Zur Aufdeckung des unerkannten Hochdrucks rät die Herzstiftung, den Blutdruck jeweils einmal bei der Einschulung des Kindes, dann im Jugendalter und ihm frühen Erwachsenenalter messen zu lassen. Mit 40 Jahren sollte jeder jährlich neben seinem Blutdruck auch seine Werte für Blutzucker und Cholesterin, ab 50 halbjährlich bestimmen lassen. Bei genetischer Belastung (Geschwister, Eltern oder Großeltern) sollten diese Werte ab 30 Jahren oder früher gemessen werden.
Um Hochdruckpatienten eine gute Blutdruckeinstellung zu ermöglichen, empfehlen Hochdruckspezialisten wie Heribert Schunkert vom Wissenschaftlichen Beirat der Deutschen Herzstiftung und Ärztlicher Direktor des Deutschen Herzzentrums München, den kostenfreien Blutdruck-Pass der Deutschen Herzstiftung zum täglichen Eintragen der Blutdruck- und Pulswerte. Damit lasse sich die Blutdrucksituation des Patienten der letzten Wochen oder Monate auf einen Blick erfassen und eine optimale Blutdruckeinstellung erreichen, erklärt Schunkert. „Dieses Blutdruck-Protokoll ist eine wichtige Ergänzung zur einmaligen Blutdruckmessung in der Sprechstunde, die oft nicht repräsentativ ist und nur bedingt Rückschlüsse auf die derzeitige Blutdrucksituation erlaubt.“
Gefährliche und vererbbare Stoffwechselerkrankung
Ärzte der Deutschen Herzstiftung beklagen auch, dass die Dunkelziffer der Personen mit der genetisch vererbbaren und lebensbedrohlichen Stoffwechselkrankheit Familiäre Hypercholesterinämie (FH) sehr hoch ist.
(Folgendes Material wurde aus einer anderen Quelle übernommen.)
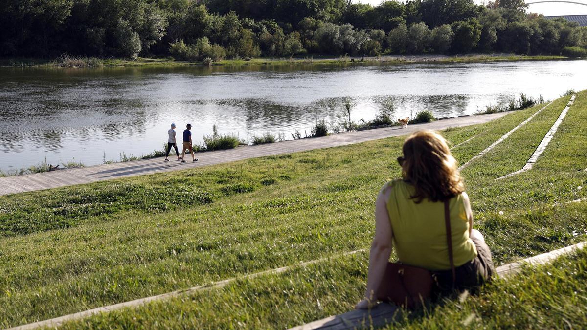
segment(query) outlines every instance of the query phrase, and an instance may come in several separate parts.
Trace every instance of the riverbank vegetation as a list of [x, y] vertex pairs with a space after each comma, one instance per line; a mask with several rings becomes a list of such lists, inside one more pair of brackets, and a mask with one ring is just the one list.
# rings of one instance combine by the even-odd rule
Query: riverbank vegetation
[[85, 165], [80, 162], [76, 161], [75, 159], [73, 160], [62, 162], [60, 164], [53, 165], [47, 162], [47, 159], [40, 164], [31, 165], [28, 167], [21, 167], [18, 170], [4, 171], [0, 169], [0, 177], [23, 176], [26, 174], [33, 174], [35, 173], [43, 173], [51, 171], [57, 171], [67, 169], [77, 169], [83, 167]]
[[[569, 92], [571, 92], [571, 93], [569, 93]], [[573, 91], [569, 90], [565, 92], [564, 96], [570, 96], [574, 93]], [[514, 97], [511, 97], [508, 100], [507, 103], [505, 105], [490, 105], [485, 107], [485, 110], [479, 112], [482, 115], [487, 115], [507, 111], [517, 111], [534, 106], [537, 104], [542, 104], [545, 103], [545, 102], [544, 98], [542, 97], [542, 95], [539, 96], [538, 99], [534, 99], [532, 96], [528, 96], [524, 93], [521, 93], [519, 99], [517, 100]]]
[[527, 12], [521, 0], [18, 3], [0, 5], [0, 56], [13, 65], [26, 62], [11, 58], [26, 56], [64, 66], [123, 65], [105, 59], [139, 56], [159, 58], [144, 62], [150, 65], [471, 52], [576, 56], [587, 48], [587, 28]]
[[[526, 163], [569, 99], [554, 100], [462, 172], [474, 226], [498, 265], [587, 238], [587, 204], [562, 204], [587, 197], [587, 92], [578, 94], [532, 170], [494, 180]], [[463, 163], [542, 106], [441, 133], [458, 145], [453, 152]], [[285, 328], [350, 310], [363, 294], [368, 255], [341, 255], [368, 248], [375, 198], [386, 180], [400, 175], [395, 159], [403, 140], [0, 196], [0, 325], [321, 258], [329, 260], [65, 326]], [[584, 315], [577, 313], [587, 294], [582, 273], [573, 271], [583, 254], [562, 260], [565, 267], [487, 285], [458, 302], [461, 308], [431, 305], [402, 324], [459, 325], [455, 319], [475, 312], [484, 324], [555, 326], [553, 313], [568, 301], [575, 307], [569, 322], [584, 327], [576, 316]], [[541, 285], [549, 288], [548, 295], [537, 291]], [[522, 305], [528, 313], [504, 312]]]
Nach Schätzungen leiden in Deutschland 160 000 bis 200 000 Patienten an der Stoffwechselkrankheit, die zu den häufigsten genetischen Störungen zählt. „Nur höchstens 15 Prozent der Patienten mit dieser Erbkrankheit, die massiv erhöhten LDL-Cholesterinspiegel im Blut verursacht und unbehandelt vor Erreichen des 30. Lebensjahres zum Herzinfarkt führen kann, werden diagnostiziert und behandelt. „Unerkannte Fälle leben mit einer tickenden Zeitbombe in ihrem Blut, weil sich ihre Herzkranzgefäße ungehindert und zunächst unbemerkt bis zum Herzinfarkt verengen können“, warnt Frank Ulrich Beil, Endokrinologe und Lipidspezialist im Ambulanzzentrum des Universitätsklinikums Hamburg-Eppendorf. „Deshalb müssen Familien mit gehäuften Fällen erhöhter Cholesterinspiegel und Herzinfarkten ihre Angehörigen möglichst früh, am besten mit Schuleintritt, auf erhöhte Cholesterinwerte untersuchen lassen“, rät Beil.
Experten raten auch zu regelmäßiger Bewegung, und herzgesunder Ernährung mit viel Gemüse, Salat, Obst, Vollkornprodukten, wenig Fleisch, eher Fisch, Oliven- und Rapsöl. Kräuter und Gewürze sollten möglichst Salz ersetzen.